Bringing the Absent Party

The Scratch

Bringing the Absent Party

Dublin four-piece The Scratch blend metal and folk with boisterous performances. Andrea Cleary reviews their debut album, 'Couldn't Give a Rats'.

If the past couple of weeks have taught us anything, it’s that music is our great uniter. Our desire to hear good tunes – ideally amongst friends – seems to compound during difficult times, and times have surely never been so difficult. Those who have dropped in to one of the many music live streams throughout Ireland’s COVID-19 lockdown can attest to the power of a good session shared with others, even if we’re home alone. The Scratch are one group offering such lightness in a time of despair. 

Initially gaining traction with their spirited live shows, The Scratch fuse humour with bravado over ecstatically driven riffs. Hailing from the Irish metal scene (there is a significant crossover with the line-up of now disbanded metal quintet Red Enemy), the group formed as a low-pressure outlet for music-making. Those keen on the intricacies and density of metal will find something to love here, and so too will fans of the recent so-called folk revival, helmed by the likes of Lankum, Junior Brother and Lisa O’Neill. What The Scratch brings to this scene, ever-expanding in its popularity, is, well, the craic. 

Now, their long awaited debut LP Couldn’t Give a Rats is released – three months before it was intended. The band didn’t so much read the room, but kick the door in with a 24-pack under its arm. And thank God they did – if there was ever a time for a band like The Scratch, it is now. 

At the time of writing, the album sits at third in the iTunes charts, achieved with little to no promotion beyond a Facebook post on the band’s page, and testament to their ability to ignite joy and community when it’s needed most. 

Something in the blend of faux-machismo lyrics and rhythmic folk captures the atmosphere of an opaque back-room in a local, or a kitchen session bleeding into the wee hours, activities sorely missed during the current crisis. While it’s easy to hear lyrics like ‘take a bow / you’re a top-class cunt’ or ‘what’s a little sap like you gonna do’ as macho posturing, there’s a lightness to The Scratch that errs on the side of mischief and whimsy. While a thick skin might be required on admission to this party, there’s always a sense that the jokes won’t overstep the mark. 

There is also a delicacy that’s unexpected from such a boisterous group. ‘Session Song’ is a gorgeous, honest portrayal of the pitfalls of drinking culture: ‘we’re all slaves to the weekend / and I am no different’. It’s a sombre but vital moment of self-reflection that builds to a cathartic switch towards something more closely resembling positivity, even hope. 
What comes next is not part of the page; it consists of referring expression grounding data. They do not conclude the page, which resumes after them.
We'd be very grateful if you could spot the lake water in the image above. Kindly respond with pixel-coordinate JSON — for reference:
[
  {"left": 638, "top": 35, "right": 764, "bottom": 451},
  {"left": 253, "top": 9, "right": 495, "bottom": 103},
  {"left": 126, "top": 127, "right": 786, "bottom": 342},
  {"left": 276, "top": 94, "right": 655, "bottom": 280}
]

By transferring their skills as seasoned metal musicians to a more acoustically driven sound, there is a new space to play with storytelling. ‘Rat Race’ is a prime example of this transference, using clanging acoustic strings to drive a dense metal-tinged rhythm. Elsewhere, ‘Seanchai’ blends these heavy rhythms with ornate melodic variations before layering so many acoustic instruments that the sound is indistinguishable from a wall of electric guitars. The melodic interplay in the opening bars of ‘Birdie’ mirrors the movement of the ‘social butterfly… always on the move’, building once more to dense harmonies in the chorus. These are songs designed to be bellowed at the top of your lungs. 

Though the jokes are plentiful, the playing is more serious than ever. Intricate melodies, complex timings and commanding rhythms abound here to form a sound akin to Lankum’s younger, more rambunctious brother. Don’t be fooled by the whimsical lyricism  these are playful songs masterfully played. 


Published on 2 April 2020

Andrea Cleary is a freelance music and culture writer based in Dublin.